An index mapping tells elasticsearch how it should treat the data that you are trying to store. By default if we create an object with field "location": { "lat": 40, "lon": -40 }
, Elasticsearch will treat that data as an object type when in reality we want it to be treated as a geo_point. You use the mapping APIs to tell Elasticsearch how to do this.
Make sure you tell Elasticsearch that your location field is a geo_point before creating objects in the index because otherwise you will need delete the index and try again. Go to the Amazon Elasticsearch Console and find the Elasticsearch domain that contains this environment's GraphQL API ID. Click on it and open the kibana link. To get kibana to show up you need to install a browser extension such as AWS Agent and configure it with your AWS profile's public key and secret so the browser can sign your requests to kibana for security reasons. Once you have kibana open, click the "Dev Tools" tab on the left and run the commands below using the in browser console.
# Create the /todo index if it does not exist
PUT /todo
# Tell Elasticsearch that the location field is a geo_point
PUT /todo/_mapping/doc
{
"properties": {
"location": {
"type": "geo_point"
}
}
}
- Use your API to create objects and immediately search them.

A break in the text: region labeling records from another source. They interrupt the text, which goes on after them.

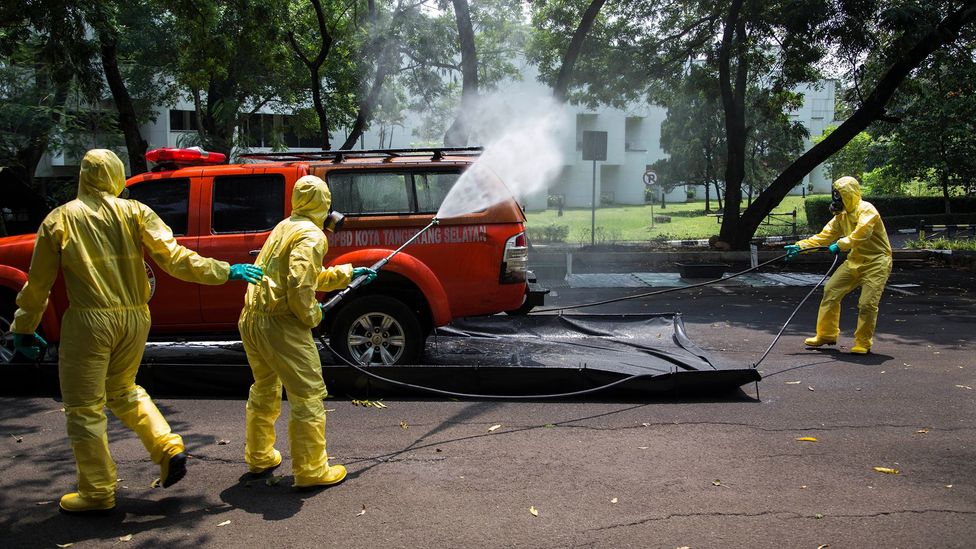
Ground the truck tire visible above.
[329,295,424,366]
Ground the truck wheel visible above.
[329,295,424,366]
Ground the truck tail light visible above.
[499,233,529,284]
[146,147,227,166]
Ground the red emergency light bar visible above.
[146,148,227,166]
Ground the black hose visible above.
[319,246,841,400]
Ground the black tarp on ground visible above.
[0,313,760,399]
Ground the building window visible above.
[128,179,190,236]
[169,109,200,132]
[211,174,285,234]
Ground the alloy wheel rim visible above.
[346,312,407,366]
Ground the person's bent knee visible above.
[288,396,325,421]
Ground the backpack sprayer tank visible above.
[322,217,440,312]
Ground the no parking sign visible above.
[644,170,657,187]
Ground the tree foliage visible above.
[878,36,976,208]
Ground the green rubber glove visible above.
[14,332,47,360]
[227,263,264,284]
[783,244,801,261]
[352,267,376,285]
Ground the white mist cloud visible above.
[437,94,568,219]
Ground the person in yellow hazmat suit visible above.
[238,175,376,488]
[11,149,261,513]
[785,177,892,355]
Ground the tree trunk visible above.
[97,25,149,171]
[722,0,976,250]
[342,45,398,149]
[288,0,332,151]
[705,180,712,213]
[719,0,748,242]
[939,170,952,215]
[552,0,607,103]
[444,0,478,147]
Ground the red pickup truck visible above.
[0,149,547,364]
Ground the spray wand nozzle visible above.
[321,217,441,312]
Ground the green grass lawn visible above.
[525,196,809,244]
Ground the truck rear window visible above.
[128,178,190,236]
[328,170,460,215]
[211,173,285,234]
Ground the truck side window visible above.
[328,171,413,215]
[128,178,190,236]
[413,173,461,213]
[211,173,285,234]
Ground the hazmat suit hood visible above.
[833,176,861,214]
[291,175,332,227]
[78,149,125,198]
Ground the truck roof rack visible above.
[240,147,482,164]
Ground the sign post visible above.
[644,170,657,229]
[583,130,607,246]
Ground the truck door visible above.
[199,173,286,329]
[128,177,200,328]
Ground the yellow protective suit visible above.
[238,176,352,486]
[11,149,230,507]
[797,177,892,353]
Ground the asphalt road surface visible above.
[0,267,976,549]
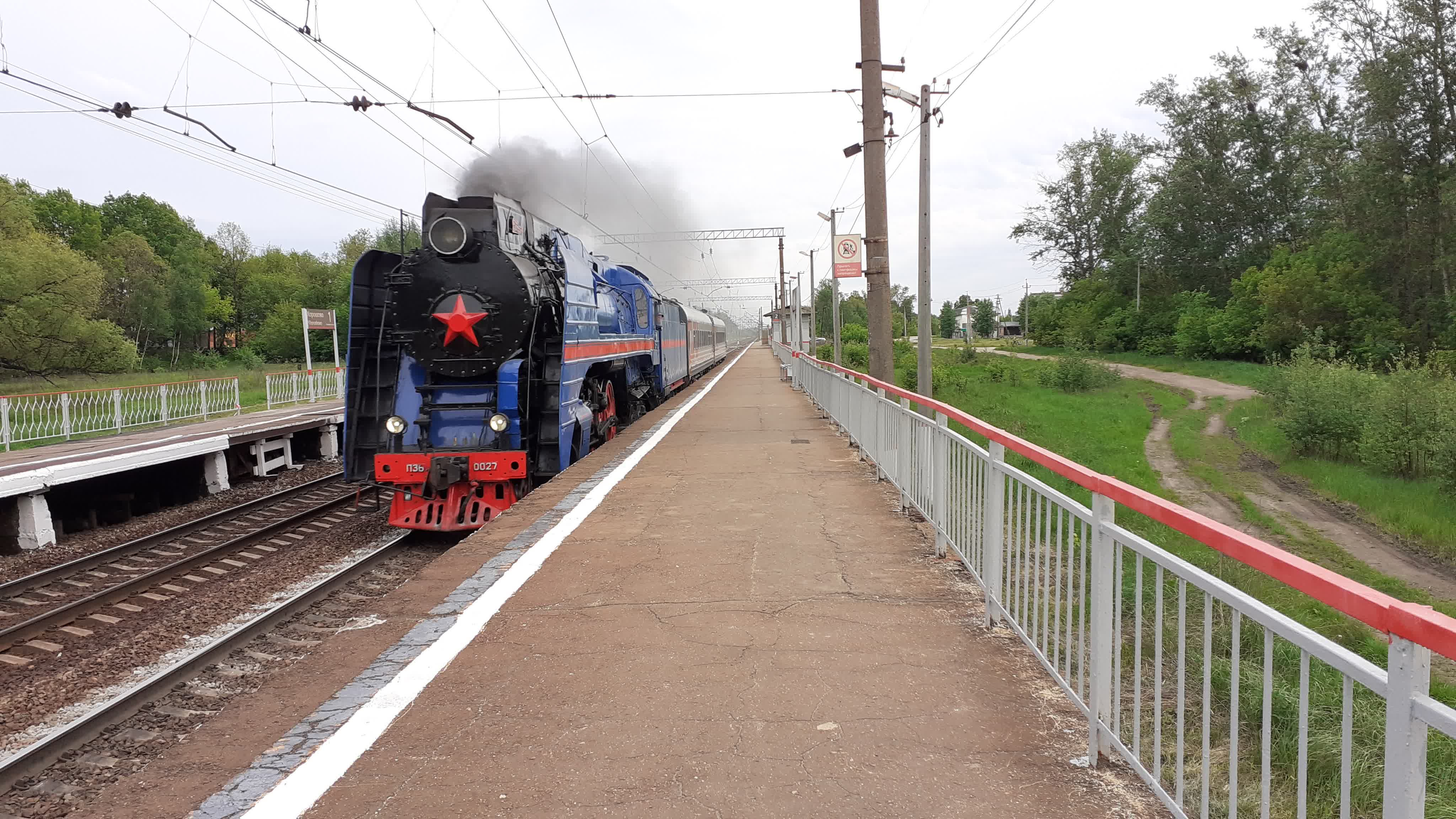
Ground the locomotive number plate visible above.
[374,452,526,484]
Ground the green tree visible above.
[974,299,996,338]
[0,178,135,376]
[213,221,250,347]
[941,302,957,338]
[255,302,307,362]
[101,230,172,354]
[31,188,102,259]
[1011,131,1152,284]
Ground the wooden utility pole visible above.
[859,0,895,382]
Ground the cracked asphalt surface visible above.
[309,348,1141,819]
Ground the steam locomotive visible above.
[344,194,728,530]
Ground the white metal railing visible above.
[773,342,1456,819]
[0,378,242,450]
[263,367,344,410]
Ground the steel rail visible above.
[0,532,409,793]
[0,472,344,598]
[0,491,367,650]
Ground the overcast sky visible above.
[0,0,1309,323]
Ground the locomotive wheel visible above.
[597,379,617,440]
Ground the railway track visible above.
[0,532,411,794]
[0,473,373,664]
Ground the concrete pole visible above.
[779,236,789,344]
[829,208,840,364]
[916,86,930,396]
[859,0,895,383]
[809,249,818,357]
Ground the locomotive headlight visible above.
[429,216,470,257]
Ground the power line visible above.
[0,88,859,114]
[941,0,1054,108]
[415,0,501,93]
[147,0,272,85]
[0,71,399,220]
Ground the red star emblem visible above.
[429,293,491,347]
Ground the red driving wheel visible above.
[601,379,617,440]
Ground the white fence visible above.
[265,367,344,410]
[773,344,1456,819]
[0,378,242,450]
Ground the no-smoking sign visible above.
[834,236,863,278]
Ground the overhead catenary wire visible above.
[0,71,399,221]
[941,0,1050,108]
[0,88,858,114]
[213,0,465,181]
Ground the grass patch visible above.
[1227,398,1456,564]
[1016,341,1273,389]
[936,354,1456,818]
[0,363,303,412]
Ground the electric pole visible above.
[809,207,845,364]
[916,86,935,396]
[779,236,789,344]
[1021,281,1031,338]
[799,247,815,357]
[859,0,895,382]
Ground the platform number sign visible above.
[303,307,339,371]
[834,235,863,278]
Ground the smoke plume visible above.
[456,138,718,299]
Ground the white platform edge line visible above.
[243,346,756,819]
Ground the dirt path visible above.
[993,344,1456,600]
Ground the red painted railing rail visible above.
[793,351,1456,660]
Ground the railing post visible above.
[890,398,914,514]
[930,411,951,557]
[1088,493,1117,765]
[1382,634,1431,819]
[981,441,1006,628]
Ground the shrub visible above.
[1427,350,1456,378]
[1137,335,1173,355]
[1037,350,1121,392]
[930,364,965,395]
[984,355,1021,386]
[1270,342,1376,457]
[1431,379,1456,496]
[1360,359,1444,478]
[895,357,914,392]
[1173,293,1216,359]
[223,347,263,370]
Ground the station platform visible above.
[106,344,1144,819]
[0,401,344,552]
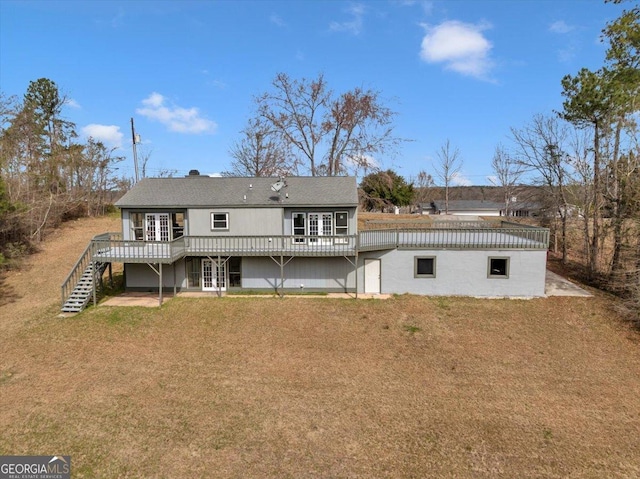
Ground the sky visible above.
[0,0,624,185]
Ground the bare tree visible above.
[255,73,401,176]
[491,145,524,216]
[433,139,463,214]
[223,118,297,177]
[511,115,571,262]
[410,170,435,203]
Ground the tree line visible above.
[0,78,130,268]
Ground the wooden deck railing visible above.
[81,222,549,263]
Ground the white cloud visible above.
[136,92,218,134]
[329,3,364,35]
[65,98,82,110]
[451,173,473,186]
[549,20,575,34]
[420,20,493,80]
[82,123,124,148]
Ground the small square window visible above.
[488,258,509,278]
[211,213,229,230]
[413,256,436,278]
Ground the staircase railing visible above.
[60,241,95,306]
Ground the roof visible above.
[433,200,504,211]
[116,176,358,208]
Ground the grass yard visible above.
[0,216,640,478]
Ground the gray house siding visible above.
[124,260,186,291]
[125,257,355,292]
[358,249,546,297]
[284,207,358,235]
[242,257,355,292]
[120,208,189,241]
[187,208,283,236]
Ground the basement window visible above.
[413,256,436,278]
[487,257,509,278]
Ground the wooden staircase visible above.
[62,263,109,313]
[61,241,109,313]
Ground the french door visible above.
[202,259,227,291]
[145,213,170,241]
[309,213,333,243]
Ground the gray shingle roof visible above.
[116,176,358,208]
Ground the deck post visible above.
[91,261,98,307]
[280,254,284,298]
[215,255,222,298]
[158,263,162,306]
[355,250,358,299]
[171,263,178,298]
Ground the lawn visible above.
[0,296,640,478]
[0,218,640,478]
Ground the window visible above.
[335,211,349,244]
[487,258,509,278]
[413,256,436,278]
[211,213,229,230]
[171,213,184,239]
[308,213,333,243]
[293,213,307,243]
[129,213,144,241]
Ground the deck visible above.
[91,225,549,263]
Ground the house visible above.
[62,175,549,310]
[418,198,540,217]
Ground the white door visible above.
[202,259,227,291]
[309,213,333,243]
[364,259,380,294]
[145,213,169,241]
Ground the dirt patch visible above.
[0,216,121,335]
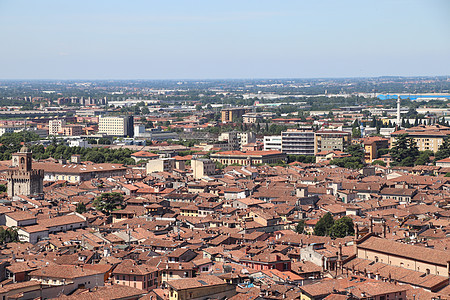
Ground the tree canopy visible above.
[329,216,355,238]
[314,212,334,236]
[94,192,123,214]
[295,220,305,233]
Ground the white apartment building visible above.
[48,119,66,135]
[281,129,315,155]
[98,116,134,137]
[219,131,256,150]
[264,135,282,151]
[0,126,25,136]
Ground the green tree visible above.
[295,220,305,233]
[75,202,87,214]
[314,212,334,236]
[94,192,123,215]
[330,216,355,238]
[0,227,19,245]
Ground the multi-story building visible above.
[281,129,315,155]
[219,131,256,150]
[315,130,351,153]
[0,125,25,136]
[222,108,245,123]
[98,116,134,137]
[242,112,275,124]
[191,159,216,179]
[264,135,282,151]
[391,125,450,152]
[211,150,286,165]
[362,136,389,163]
[7,146,44,198]
[146,158,175,174]
[48,119,66,135]
[59,125,83,136]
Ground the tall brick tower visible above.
[7,146,44,198]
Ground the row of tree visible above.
[295,212,355,238]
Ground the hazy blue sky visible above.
[0,0,450,79]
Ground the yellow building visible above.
[221,108,245,123]
[362,136,389,164]
[211,150,286,166]
[391,125,450,152]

After updating the Elasticsearch index mapping, open the AWS AppSync console with amplify api console
and try out these queries.
mutation CreateTodo {
createTodo(input:{
name: "Todo 1",
description: "The first thing to do",
location: {
lat:43.476446,
lon:-110.767786
}
}) {
id
name
location {
lat
lon
}
description
}
}
query NearbyTodos {
nearbyTodos(location: {
lat: 43.476546,
lon: -110.768786
}, km: 200) {
items {
id
name
location {
lat
lon
}
}
}
}
When you run Mutation.createTodo, the data will automatically be streamed via AWS Lambda into Elasticsearch such that it nearly immediately available via Query.nearbyTodos.